I recall the summer our family went to Barkerville, the big Gold Rush city in northern BC. I was about 13 years old and I loved it. Period costumes. Real stage coaches. The shoot-out on main street. Can-can girls. The saloon with the swinging doors. Well, if you’re traveling through California there’s a lot of gold rush towns you could checkout, but I’d highly recommend you check out Old Town Columbia. Here you get the real authentic original buildings with people still running businesses out of them. This is the real deal, but in 2017.
History & Business
Columbia was a boomtown once upon a time. Money changed everything back then, as it still does today. When gold was discovered in 1850 it attracted thousands of miners from around the world.
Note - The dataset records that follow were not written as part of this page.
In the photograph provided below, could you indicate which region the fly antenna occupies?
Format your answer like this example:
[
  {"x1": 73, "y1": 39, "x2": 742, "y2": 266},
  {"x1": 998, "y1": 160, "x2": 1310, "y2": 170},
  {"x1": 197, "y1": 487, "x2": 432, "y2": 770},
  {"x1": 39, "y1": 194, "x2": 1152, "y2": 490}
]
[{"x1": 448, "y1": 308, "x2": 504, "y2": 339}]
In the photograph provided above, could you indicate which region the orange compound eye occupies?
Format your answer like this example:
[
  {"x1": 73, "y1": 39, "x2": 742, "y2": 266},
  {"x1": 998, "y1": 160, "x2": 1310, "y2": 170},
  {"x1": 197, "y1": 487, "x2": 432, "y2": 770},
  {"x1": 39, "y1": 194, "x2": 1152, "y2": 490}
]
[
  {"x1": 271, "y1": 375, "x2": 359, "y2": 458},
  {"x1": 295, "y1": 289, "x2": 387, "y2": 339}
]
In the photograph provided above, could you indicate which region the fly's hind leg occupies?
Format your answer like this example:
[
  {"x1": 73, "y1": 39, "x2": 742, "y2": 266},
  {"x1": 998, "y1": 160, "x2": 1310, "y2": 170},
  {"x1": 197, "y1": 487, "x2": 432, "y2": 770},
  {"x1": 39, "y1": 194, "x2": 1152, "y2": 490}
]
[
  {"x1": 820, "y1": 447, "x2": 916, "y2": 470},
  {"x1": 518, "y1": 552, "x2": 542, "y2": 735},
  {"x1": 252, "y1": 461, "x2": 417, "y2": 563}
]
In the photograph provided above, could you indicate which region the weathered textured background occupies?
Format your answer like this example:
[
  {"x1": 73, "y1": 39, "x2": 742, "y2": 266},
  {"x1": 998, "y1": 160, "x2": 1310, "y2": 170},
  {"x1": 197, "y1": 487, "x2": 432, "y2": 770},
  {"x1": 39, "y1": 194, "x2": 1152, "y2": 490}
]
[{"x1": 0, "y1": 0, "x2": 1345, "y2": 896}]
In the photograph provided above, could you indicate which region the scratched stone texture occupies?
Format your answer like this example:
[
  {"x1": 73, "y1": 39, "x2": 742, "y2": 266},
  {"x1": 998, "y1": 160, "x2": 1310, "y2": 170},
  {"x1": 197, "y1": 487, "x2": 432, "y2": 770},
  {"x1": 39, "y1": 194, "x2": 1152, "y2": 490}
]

With the arrival of more people came the demand for goods, services and entertainment.
Old Town Columbia stores and other businesses thrived. The town served people from around the world: South & Central America, Mexico, Europe, Asia and Australia. They brought along with them their unique energies, skills, cuisine and cultural flare.
With all that gold came the need for banks, and big safes to keep it, well….safe. Here’s the Big Safe, manufactured in the early 1800’s by the Diebold Lock & Safe Co in Canton, Ohio. It weighs 7,500 pounds…too heavy to easily wander off with. The walls were filled with clay for fire protection.
Our kids love hanging out in Blacksmith Shops. Here at Parrot’s they figured out a whole bunch of the “puzzles” and Everette bought one to try out on people when they come visit us. Be prepared to be stumped!!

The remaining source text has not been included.